Le jour où Mira est morte
Prologue : Le jour où Mira est morte
Il y a vingt ans – Printemps
La lune était pleine et Marcus était heureux.
C’était la dernière fois qu’il connaîtrait le bonheur pendant vingt ans, même s’il ne le savait pas encore. Il se tenait à la lisière de la clairière, la main serrée dans celle de Mira. Ses doigts étaient froids à cause de l’air nocturne, mais son sourire était assez chaud pour faire fondre le givre sur l’herbe. Ils étaient unis depuis onze mois. Onze mois à se réveiller à ses côtés, à s’endormir avec ses cheveux chatouillant son menton, à apprendre les petits sons qu’elle émettait quand elle était heureuse — un léger bourdonnement, presque un ronronnement, dont elle n’avait même pas conscience.

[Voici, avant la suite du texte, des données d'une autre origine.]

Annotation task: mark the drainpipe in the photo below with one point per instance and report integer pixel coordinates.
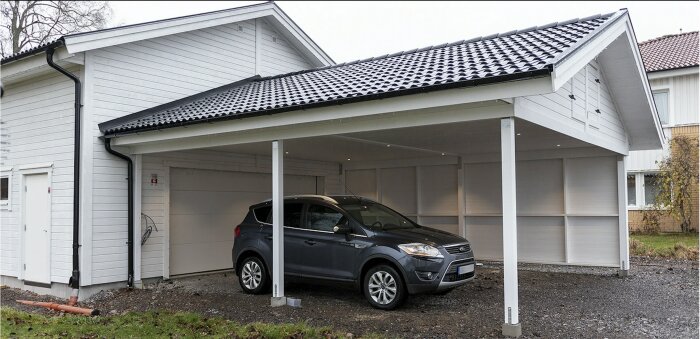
(130, 208)
(74, 280)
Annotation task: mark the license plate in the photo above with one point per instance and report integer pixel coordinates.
(465, 269)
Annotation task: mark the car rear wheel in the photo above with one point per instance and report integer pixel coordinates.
(384, 288)
(253, 276)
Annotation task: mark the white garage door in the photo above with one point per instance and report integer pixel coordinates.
(205, 207)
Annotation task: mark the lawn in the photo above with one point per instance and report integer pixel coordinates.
(152, 324)
(665, 245)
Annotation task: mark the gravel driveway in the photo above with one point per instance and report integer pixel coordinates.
(658, 299)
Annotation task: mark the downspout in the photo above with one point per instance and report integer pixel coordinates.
(130, 208)
(74, 280)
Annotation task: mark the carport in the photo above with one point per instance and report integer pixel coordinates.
(515, 141)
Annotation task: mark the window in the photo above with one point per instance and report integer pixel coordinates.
(292, 214)
(322, 218)
(263, 214)
(651, 188)
(631, 190)
(662, 106)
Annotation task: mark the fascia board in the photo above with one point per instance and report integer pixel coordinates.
(564, 71)
(413, 102)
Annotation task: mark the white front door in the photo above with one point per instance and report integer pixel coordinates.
(37, 228)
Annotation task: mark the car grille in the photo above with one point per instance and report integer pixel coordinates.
(451, 273)
(457, 249)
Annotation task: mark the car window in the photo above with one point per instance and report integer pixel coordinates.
(322, 218)
(292, 214)
(378, 216)
(263, 214)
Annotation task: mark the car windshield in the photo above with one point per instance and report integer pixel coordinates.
(378, 216)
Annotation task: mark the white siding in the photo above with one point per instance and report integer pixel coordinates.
(577, 116)
(426, 194)
(37, 125)
(684, 97)
(154, 198)
(564, 206)
(131, 77)
(278, 56)
(684, 110)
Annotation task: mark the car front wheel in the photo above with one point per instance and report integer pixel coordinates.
(253, 276)
(384, 288)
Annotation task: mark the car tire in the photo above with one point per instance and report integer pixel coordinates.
(383, 287)
(253, 276)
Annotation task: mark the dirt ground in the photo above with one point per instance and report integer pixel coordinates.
(658, 299)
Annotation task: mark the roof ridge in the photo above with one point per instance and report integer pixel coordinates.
(667, 36)
(417, 50)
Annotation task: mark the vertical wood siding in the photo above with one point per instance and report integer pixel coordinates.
(579, 113)
(131, 77)
(37, 124)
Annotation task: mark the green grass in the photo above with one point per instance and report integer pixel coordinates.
(152, 324)
(665, 245)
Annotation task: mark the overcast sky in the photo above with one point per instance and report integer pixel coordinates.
(355, 30)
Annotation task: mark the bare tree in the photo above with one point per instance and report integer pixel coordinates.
(27, 24)
(678, 181)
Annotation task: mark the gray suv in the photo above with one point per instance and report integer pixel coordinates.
(352, 240)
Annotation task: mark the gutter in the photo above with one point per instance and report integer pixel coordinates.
(74, 280)
(130, 208)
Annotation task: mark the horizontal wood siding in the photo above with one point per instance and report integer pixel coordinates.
(131, 77)
(155, 196)
(36, 126)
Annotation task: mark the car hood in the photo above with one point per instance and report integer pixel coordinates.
(422, 234)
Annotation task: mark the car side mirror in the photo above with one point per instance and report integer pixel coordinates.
(343, 228)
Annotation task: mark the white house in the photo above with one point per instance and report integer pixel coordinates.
(515, 140)
(671, 62)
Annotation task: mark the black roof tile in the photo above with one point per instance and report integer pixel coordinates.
(495, 58)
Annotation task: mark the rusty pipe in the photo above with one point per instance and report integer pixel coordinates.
(60, 307)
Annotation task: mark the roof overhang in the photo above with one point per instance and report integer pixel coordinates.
(618, 54)
(269, 10)
(676, 72)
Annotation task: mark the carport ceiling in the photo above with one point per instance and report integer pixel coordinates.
(475, 137)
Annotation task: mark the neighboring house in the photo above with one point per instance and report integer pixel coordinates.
(671, 62)
(190, 120)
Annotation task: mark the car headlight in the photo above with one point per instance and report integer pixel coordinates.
(421, 250)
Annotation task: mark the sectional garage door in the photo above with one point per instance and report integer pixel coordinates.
(206, 205)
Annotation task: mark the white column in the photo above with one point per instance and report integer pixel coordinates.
(622, 215)
(277, 223)
(511, 326)
(138, 166)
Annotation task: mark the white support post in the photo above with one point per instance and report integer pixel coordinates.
(622, 216)
(278, 298)
(138, 166)
(511, 325)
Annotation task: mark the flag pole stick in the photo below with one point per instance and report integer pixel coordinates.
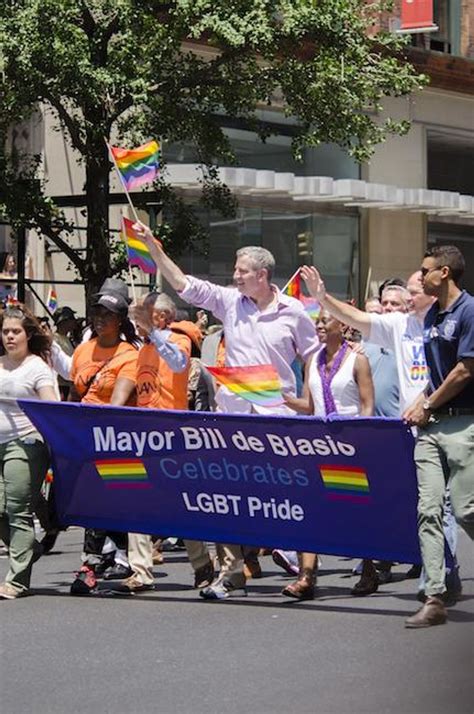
(289, 281)
(112, 157)
(124, 234)
(367, 284)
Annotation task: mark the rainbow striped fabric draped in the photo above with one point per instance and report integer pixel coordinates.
(138, 166)
(137, 250)
(258, 384)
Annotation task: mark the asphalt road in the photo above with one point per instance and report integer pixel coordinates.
(169, 651)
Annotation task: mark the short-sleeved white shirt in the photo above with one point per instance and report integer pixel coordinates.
(403, 334)
(21, 382)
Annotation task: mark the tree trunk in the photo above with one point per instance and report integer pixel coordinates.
(97, 267)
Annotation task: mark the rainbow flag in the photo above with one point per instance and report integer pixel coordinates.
(52, 301)
(258, 384)
(123, 473)
(345, 483)
(293, 288)
(311, 306)
(137, 250)
(138, 166)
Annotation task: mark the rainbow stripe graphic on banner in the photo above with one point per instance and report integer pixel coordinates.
(345, 483)
(137, 250)
(311, 306)
(123, 473)
(258, 384)
(293, 289)
(137, 166)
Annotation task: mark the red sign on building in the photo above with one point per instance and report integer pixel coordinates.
(417, 14)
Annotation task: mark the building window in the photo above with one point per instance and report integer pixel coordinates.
(447, 39)
(332, 241)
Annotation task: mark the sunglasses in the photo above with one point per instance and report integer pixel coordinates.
(426, 271)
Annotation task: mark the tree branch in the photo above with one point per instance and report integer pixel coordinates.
(47, 230)
(66, 119)
(89, 23)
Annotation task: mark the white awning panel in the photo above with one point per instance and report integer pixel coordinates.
(324, 189)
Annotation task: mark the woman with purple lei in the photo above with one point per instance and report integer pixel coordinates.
(337, 381)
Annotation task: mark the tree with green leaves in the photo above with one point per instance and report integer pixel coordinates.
(137, 69)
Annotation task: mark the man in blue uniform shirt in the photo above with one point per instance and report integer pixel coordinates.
(444, 414)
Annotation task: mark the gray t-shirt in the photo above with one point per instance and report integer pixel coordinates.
(21, 382)
(403, 334)
(385, 378)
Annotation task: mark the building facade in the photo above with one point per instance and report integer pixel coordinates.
(359, 224)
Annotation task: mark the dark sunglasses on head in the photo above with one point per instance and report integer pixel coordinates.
(426, 271)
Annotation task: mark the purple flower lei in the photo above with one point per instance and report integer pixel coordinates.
(326, 379)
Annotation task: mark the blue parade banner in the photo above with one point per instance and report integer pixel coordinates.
(342, 487)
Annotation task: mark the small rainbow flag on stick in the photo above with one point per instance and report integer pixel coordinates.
(52, 301)
(345, 483)
(137, 250)
(139, 166)
(258, 384)
(293, 286)
(123, 473)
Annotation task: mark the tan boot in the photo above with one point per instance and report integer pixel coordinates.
(303, 588)
(432, 613)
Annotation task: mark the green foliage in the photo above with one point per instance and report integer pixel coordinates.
(147, 68)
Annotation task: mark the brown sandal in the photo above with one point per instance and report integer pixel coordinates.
(301, 589)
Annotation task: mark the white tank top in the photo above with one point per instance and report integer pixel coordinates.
(344, 388)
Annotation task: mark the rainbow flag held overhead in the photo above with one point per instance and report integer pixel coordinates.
(123, 473)
(345, 483)
(293, 288)
(137, 250)
(311, 306)
(52, 301)
(138, 166)
(258, 384)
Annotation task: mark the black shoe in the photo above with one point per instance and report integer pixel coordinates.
(384, 576)
(118, 572)
(366, 586)
(107, 562)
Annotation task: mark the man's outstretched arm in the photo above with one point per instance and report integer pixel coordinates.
(170, 271)
(348, 314)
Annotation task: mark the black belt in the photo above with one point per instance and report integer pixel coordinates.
(454, 411)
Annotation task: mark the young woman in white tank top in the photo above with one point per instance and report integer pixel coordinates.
(337, 381)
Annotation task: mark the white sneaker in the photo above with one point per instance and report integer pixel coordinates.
(286, 559)
(222, 589)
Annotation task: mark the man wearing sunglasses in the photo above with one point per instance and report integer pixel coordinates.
(444, 415)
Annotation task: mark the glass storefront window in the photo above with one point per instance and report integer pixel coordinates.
(330, 241)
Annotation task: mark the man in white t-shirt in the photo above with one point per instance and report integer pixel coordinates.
(398, 330)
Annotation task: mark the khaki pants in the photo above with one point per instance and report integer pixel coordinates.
(140, 555)
(444, 453)
(23, 467)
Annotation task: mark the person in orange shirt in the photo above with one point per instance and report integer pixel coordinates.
(162, 383)
(163, 361)
(103, 372)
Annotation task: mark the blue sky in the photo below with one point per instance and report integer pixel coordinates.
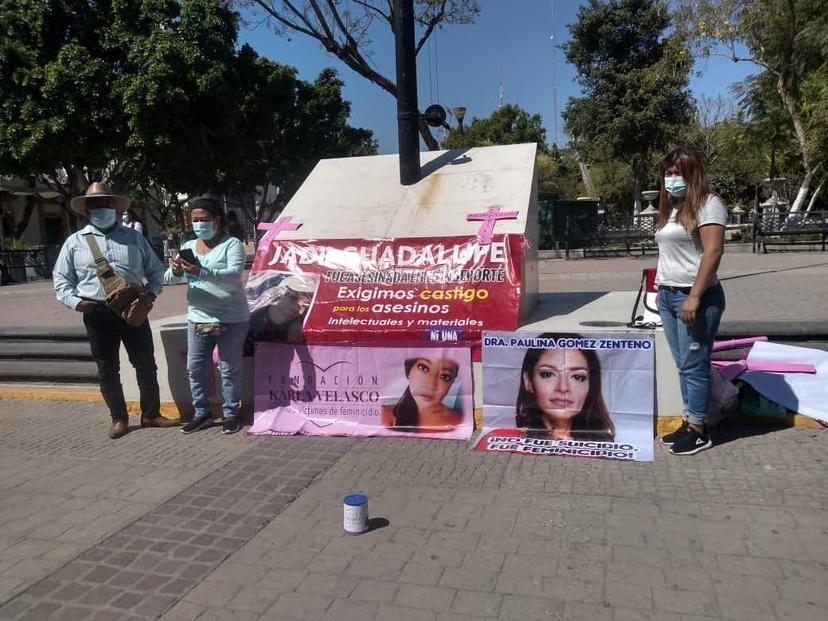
(462, 65)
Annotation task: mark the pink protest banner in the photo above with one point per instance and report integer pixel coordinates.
(333, 390)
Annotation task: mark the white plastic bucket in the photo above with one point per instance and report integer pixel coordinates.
(355, 514)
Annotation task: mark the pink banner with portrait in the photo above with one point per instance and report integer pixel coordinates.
(334, 390)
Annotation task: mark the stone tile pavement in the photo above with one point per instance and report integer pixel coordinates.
(213, 527)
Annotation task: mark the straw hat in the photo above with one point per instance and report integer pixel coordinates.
(99, 189)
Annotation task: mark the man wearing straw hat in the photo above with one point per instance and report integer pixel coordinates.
(78, 286)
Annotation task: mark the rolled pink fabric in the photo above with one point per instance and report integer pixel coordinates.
(736, 343)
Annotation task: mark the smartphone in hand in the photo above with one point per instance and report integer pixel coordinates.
(188, 255)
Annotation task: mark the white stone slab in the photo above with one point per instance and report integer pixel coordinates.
(361, 197)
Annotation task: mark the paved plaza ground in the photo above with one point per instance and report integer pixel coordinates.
(206, 526)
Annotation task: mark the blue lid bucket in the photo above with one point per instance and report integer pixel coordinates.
(355, 513)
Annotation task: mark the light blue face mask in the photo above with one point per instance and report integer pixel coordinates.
(103, 218)
(204, 230)
(675, 185)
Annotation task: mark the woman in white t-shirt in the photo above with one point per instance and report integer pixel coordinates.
(690, 236)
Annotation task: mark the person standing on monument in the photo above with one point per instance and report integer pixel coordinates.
(690, 235)
(78, 286)
(217, 311)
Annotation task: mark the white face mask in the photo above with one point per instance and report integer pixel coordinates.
(103, 218)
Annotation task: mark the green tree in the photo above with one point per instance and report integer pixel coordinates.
(345, 30)
(288, 135)
(634, 76)
(788, 41)
(509, 124)
(154, 95)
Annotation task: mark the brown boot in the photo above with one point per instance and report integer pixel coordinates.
(117, 429)
(160, 421)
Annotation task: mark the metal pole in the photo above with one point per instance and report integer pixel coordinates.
(407, 111)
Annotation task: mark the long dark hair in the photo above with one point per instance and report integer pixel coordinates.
(406, 412)
(592, 423)
(691, 167)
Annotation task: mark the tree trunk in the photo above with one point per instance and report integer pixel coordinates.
(799, 130)
(586, 175)
(638, 174)
(815, 195)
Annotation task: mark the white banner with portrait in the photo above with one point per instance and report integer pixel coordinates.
(583, 395)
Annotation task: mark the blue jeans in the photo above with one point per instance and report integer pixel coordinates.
(691, 345)
(199, 366)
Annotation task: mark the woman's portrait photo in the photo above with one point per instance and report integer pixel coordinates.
(559, 396)
(423, 406)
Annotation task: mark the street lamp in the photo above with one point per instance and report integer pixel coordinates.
(459, 113)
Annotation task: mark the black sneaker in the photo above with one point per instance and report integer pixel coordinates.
(670, 438)
(198, 422)
(691, 442)
(230, 425)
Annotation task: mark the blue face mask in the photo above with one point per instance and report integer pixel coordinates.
(675, 185)
(204, 230)
(103, 217)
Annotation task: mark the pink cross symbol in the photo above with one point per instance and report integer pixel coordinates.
(491, 215)
(273, 229)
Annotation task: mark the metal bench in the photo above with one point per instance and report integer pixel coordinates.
(780, 230)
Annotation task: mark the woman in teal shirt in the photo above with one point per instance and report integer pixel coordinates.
(217, 311)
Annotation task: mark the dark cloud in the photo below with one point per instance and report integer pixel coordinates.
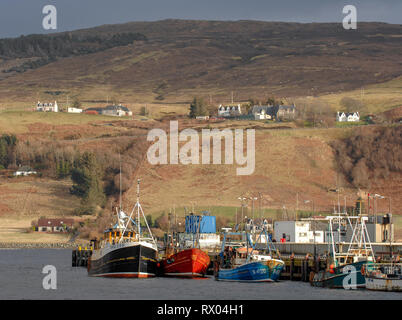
(25, 16)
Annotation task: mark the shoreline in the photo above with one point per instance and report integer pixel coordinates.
(39, 245)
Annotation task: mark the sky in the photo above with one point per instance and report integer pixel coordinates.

« Tu me dévisages », dit-elle.
« J’imprime l’image. »
« Tu imprimes quoi ? »
« Tout. » Il la rapprocha de lui et posa ses lèvres sur son front. « La façon dont le clair de lune se reflète dans tes cheveux. La façon dont ton nez se fronce quand tu t’apprêtes à discuter avec moi. La façon dont tu prononces mon nom, comme si c’était quelque chose de précieux. »
Elle rit, un son clair et léger. « Marcus, tu es sentimental. »
« Je suis honnête. Il y a une différence. »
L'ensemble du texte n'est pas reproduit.